Ci sono quartieri dove la passeggiata era o negozio di abbigliamento o ristorazione. Il coronavirus ha messo in ginocchio questo modello sociale. A me dispiace molto per le imprese che non saranno più in grado di sostenere il ciclo produttivo e dobbiamo aiutarle, però c’è stata una forte speculazione su un sistema professionale che non poteva reggere. Come accade con le bolle finanziarie. Vorrei che questo tempo portasse alla riscoperta di un’essenza o del ricordo di Dio, ma temo che sotto ci sia invece solo la messa in crisi di alcune sproporzioni della vita moderna». Un altro aspetto collegato alla pandemia riguarda un modo forzatamente diverso di vivere la comunità, in cui il virtuale ha sostituito le relazioni dirette. Si tratta di vedere se e come queste esperienze potranno trovare spazio nella ‘nuova’ normalità. «Io in questa dimensione vedo anche un pericolo, voglio dire che se la virtualità prevarrà sulla realtà a snaturarsi saranno i rapporti umani. Oggi restando nella nostra camera, con un telefonino, il computer e una connessione internet possiamo frequentare le lezioni, pregare, partecipare a conferenze e incontri. Ma l’uomo è fatto per vivere su basi reali. Anche litigare, essere in disaccordo fa parte della fratellanza, in cui però si comunica direttamente e oserei dire anche fisicamente. In questa crisi abbiamo dovuto riscoprire il concorso, comunque positivo della tecnologia, in sostituzione però del rapporto interpersonale.

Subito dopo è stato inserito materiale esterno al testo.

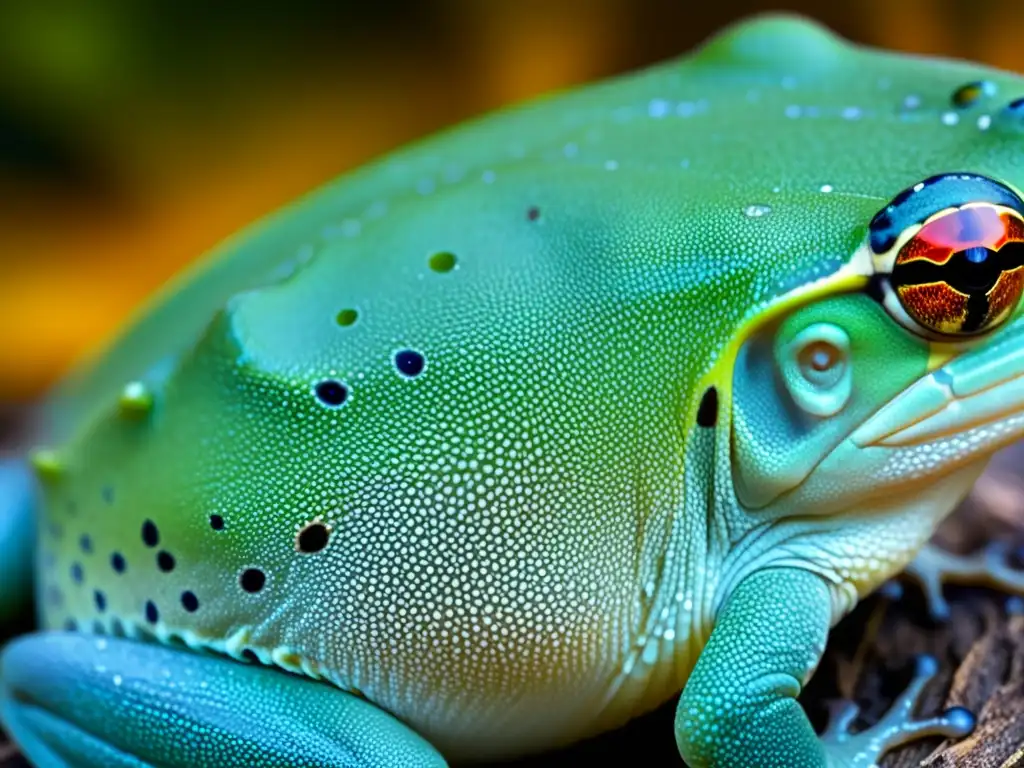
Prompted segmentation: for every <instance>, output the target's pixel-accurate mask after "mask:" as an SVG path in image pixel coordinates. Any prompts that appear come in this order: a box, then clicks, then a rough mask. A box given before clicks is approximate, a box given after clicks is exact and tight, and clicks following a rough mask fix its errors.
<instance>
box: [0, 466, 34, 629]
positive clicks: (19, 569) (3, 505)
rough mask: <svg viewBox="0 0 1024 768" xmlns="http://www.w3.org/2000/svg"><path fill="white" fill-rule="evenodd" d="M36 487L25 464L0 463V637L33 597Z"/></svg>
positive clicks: (28, 605) (26, 605)
mask: <svg viewBox="0 0 1024 768" xmlns="http://www.w3.org/2000/svg"><path fill="white" fill-rule="evenodd" d="M35 509H36V486H35V482H34V478H33V477H32V474H31V472H30V471H29V468H28V467H27V466H26V465H25V463H24V462H20V461H17V460H13V459H6V460H3V461H0V638H2V636H3V634H4V632H3V627H4V625H6V624H7V623H8V622H9V621H11V620H12V618H13V617H14V616H16V615H17V614H18V613H19V612H22V611H23V610H25V609H27V608H28V606H29V600H30V598H31V597H32V557H33V552H34V549H35V540H36V536H35V530H36V522H35V519H34V515H35Z"/></svg>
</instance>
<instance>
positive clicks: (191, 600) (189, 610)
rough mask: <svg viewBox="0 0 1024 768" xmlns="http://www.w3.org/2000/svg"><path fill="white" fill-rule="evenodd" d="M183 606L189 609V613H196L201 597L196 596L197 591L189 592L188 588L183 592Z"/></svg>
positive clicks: (182, 602) (182, 593) (186, 609)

E questo produce un artificio che anche sotto il profilo psicologico e spirituale potrebbe procurare danni con persone dissociate, disadattate». Ciò che è imposto dalla necessità non deve diventare normalità insomma. «Dev’essere chiaro che Mecca vuota, San Pietro vuoto sono espressioni di un sacrificio. Per quello che ho imparato io la vita è fatta per l’adorazione e per il ricordo di Dio. Certo nella salute, però non è che l’esistenza si fondi sulla filosofia di non ammalarsi. Serve equilibrio». Momento essenziale delle comunità di fede è poterla praticare. In questo senso in parallelo al confronto tra Cei ed esecutivo, presso il Viminale si è svolta una conferenza con i rappresentanti delle varie aree confessionali “acattoliche” come le chiama il ministero. Al centro la ripresa delle attività di culto nella fase due. «Abbiamo predisposto un protocollo che il ministero dell’interno ha presentato al comitato tecnico scientifico della presidenza del consiglio. Nella riunione il mio intervento riguardava soprattutto la necessità di evitare quello che per esempio è stato ipotizzato nel Regno Unito dove si pensava di cremare tutte le vittime di coronavirus, pratica per noi inaccettabile. Al tempo stesso le altre ritualità, la vestizione, l’abluzione e persino l’accompagnamento e saluto funebre vanno riposizionate. Noi abbiamo adottato come misura di svolgere una preghiera già alla consegna del defunto nel sacco o nella bara, con l’intenzione di compensare almeno in parte i gesti che non si possono praticare. La speranza adesso è che i nostri culti pubblici possano ripartire insieme a quelli della Chiesa cattolica, il 18 maggio».